A friend sent me this today and it was just too good not to pass on.  From Surprised by Grace, Tullian Tchividjian:

“In Jesus, we also have all the affection we long for. The gospel rescues us from the fear of not being loved as well as our fear of loving. We all long to be loved and also to love. Men especially can become relatively sophisticated at suppressing those longings, in large part because they believe such things aren’t manly. And many women have been so hurt by someone in a past relationship that they now suppress their desire for love because trying to fulfill that desire is entirely too painful. Although our longing for love is such a fundamental part of our humanity, what we’ve discovered is that true love is downright dangerous.
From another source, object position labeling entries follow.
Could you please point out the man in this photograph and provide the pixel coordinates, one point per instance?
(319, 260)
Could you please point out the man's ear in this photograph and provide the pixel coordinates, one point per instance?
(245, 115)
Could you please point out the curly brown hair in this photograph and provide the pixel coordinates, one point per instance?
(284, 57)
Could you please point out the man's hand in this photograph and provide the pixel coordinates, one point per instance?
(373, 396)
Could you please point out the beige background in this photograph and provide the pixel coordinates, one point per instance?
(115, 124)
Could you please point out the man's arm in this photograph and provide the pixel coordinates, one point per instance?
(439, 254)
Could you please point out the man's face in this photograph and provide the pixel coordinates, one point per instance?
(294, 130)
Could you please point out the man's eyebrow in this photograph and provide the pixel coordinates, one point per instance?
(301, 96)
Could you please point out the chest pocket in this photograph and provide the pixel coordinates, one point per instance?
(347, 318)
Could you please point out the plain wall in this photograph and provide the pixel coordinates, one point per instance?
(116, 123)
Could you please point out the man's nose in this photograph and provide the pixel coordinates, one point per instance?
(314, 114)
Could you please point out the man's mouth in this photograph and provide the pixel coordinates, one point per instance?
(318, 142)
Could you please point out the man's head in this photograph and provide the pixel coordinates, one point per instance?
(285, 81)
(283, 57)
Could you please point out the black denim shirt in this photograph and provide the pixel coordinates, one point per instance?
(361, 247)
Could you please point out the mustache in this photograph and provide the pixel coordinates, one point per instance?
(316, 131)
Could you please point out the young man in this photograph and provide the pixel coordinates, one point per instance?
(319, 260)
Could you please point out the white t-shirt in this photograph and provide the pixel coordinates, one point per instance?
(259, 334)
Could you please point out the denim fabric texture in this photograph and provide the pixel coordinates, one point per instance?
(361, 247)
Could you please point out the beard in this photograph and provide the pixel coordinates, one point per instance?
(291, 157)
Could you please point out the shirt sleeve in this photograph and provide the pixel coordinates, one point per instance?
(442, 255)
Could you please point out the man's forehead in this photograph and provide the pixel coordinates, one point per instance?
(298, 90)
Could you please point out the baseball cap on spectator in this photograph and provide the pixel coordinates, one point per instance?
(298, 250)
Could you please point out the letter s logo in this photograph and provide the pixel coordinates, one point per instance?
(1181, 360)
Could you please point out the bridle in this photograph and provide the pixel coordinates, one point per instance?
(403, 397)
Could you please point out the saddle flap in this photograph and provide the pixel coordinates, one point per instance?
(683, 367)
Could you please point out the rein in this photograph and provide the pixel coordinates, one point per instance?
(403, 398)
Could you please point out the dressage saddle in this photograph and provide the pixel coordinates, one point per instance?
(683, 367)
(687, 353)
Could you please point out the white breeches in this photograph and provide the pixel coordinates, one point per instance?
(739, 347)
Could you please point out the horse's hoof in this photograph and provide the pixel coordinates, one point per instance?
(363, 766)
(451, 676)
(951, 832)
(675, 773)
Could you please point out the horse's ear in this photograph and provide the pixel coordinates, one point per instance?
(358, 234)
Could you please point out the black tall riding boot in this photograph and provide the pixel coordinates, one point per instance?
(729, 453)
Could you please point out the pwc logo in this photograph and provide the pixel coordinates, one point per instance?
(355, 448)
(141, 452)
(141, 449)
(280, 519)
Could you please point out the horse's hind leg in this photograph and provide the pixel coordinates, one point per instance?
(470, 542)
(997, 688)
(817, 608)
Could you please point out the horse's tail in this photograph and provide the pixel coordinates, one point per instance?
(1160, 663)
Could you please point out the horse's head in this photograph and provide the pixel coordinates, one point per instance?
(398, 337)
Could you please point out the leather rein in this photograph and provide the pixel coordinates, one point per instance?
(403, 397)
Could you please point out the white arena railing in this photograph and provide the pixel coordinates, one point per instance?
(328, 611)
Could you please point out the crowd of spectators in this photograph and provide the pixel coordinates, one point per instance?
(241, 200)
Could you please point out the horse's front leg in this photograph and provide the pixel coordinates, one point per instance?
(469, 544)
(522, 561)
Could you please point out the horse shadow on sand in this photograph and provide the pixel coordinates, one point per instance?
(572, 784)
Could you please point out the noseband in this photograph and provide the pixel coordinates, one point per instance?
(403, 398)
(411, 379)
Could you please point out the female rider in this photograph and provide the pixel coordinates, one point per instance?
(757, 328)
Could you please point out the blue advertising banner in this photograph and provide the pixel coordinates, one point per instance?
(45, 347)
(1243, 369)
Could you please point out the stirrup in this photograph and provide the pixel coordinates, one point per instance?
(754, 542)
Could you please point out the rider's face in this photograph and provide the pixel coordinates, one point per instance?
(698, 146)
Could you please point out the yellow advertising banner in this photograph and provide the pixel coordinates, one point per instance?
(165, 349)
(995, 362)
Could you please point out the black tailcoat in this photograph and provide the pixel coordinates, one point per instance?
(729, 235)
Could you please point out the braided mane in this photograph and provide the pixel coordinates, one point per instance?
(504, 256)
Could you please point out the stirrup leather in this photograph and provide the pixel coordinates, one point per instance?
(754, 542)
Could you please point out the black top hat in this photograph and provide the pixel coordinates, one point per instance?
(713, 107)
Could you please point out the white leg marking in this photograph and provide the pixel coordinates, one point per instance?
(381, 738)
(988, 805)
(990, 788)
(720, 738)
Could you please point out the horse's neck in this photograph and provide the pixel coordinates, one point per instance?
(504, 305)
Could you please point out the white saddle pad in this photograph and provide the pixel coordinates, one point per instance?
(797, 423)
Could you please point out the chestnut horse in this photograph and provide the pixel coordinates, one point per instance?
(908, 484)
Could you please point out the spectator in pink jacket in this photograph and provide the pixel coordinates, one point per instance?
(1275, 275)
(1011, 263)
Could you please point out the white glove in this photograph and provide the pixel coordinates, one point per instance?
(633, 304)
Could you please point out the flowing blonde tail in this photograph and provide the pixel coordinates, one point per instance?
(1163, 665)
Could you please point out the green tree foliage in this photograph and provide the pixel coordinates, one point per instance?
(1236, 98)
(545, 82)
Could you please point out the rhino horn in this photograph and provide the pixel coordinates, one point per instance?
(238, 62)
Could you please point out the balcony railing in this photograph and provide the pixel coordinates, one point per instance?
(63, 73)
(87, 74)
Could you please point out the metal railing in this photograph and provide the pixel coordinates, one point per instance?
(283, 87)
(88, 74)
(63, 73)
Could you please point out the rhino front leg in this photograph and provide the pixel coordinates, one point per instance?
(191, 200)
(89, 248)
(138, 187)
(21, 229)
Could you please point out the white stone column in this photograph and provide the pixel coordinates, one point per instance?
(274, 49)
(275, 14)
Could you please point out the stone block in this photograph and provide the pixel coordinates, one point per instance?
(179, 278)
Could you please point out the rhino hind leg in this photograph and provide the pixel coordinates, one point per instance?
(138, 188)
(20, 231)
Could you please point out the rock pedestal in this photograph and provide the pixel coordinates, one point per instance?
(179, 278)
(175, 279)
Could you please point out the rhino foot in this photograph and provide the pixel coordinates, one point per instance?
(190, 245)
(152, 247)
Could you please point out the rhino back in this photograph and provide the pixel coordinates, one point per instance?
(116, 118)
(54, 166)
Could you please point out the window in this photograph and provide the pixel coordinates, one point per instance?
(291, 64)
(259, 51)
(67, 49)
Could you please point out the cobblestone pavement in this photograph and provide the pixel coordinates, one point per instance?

In The Four Loves, C.S. Lewis expresses this so insightfully:

To love at all is to be vulnerable. Love anything, and your heart will certainly be wrung and possibly be broken. If you want to make sure of keeping it intact, you must give you heart to no one, not even to an animal. Wrap it carefully round with hobbies and little luxuries; avoid all entanglements; lock it up safe in the casket or coffin of your selfishness. But in that casket – safe, dark, motionless, airless – it will change. It will not be broken; it will become unbreakable, impenetrable, irredeemable…..The only place outside Heaven where you can be perfectly safe from all the dangers and perturbations of love is Hell.

Real love is risky. It opens us up to the possibility – even the likelihood – of intense emotional ache. So we suppress our longing for love and our willingness to love – which is why we all, to one degree or another, live clammed-up lives. Countless millions of people live in self-protective mode every day. They’re afraid to love and to be loved because they’re terrified of being taken. They’re desperately afraid of getting trampled, since all of us, to one degree or another, have been trampled in the past. This is why the world is such a cold place, so unfriendly. Our world lacks warmth because everyone’s looking out for themselves. But no one has to live a clammed-up life. This is the glorious freedom that the ongoing power of the gospel can bring. The gospel tells us first of all that we’re forever loved by Jesus. In fact, if we embrace all that he has done for sinners, then we’re assured that absolutely nothing “will be able to separate us from the love of God in Christ Jesus our Lord” (Rom. 8:39). Once we know that we’re forever loved by Jesus, we’re free to love others regardless of the risk, because our deep need to love will be satisfied.”

I hope and pray that we all know this great love in our short lives on earth.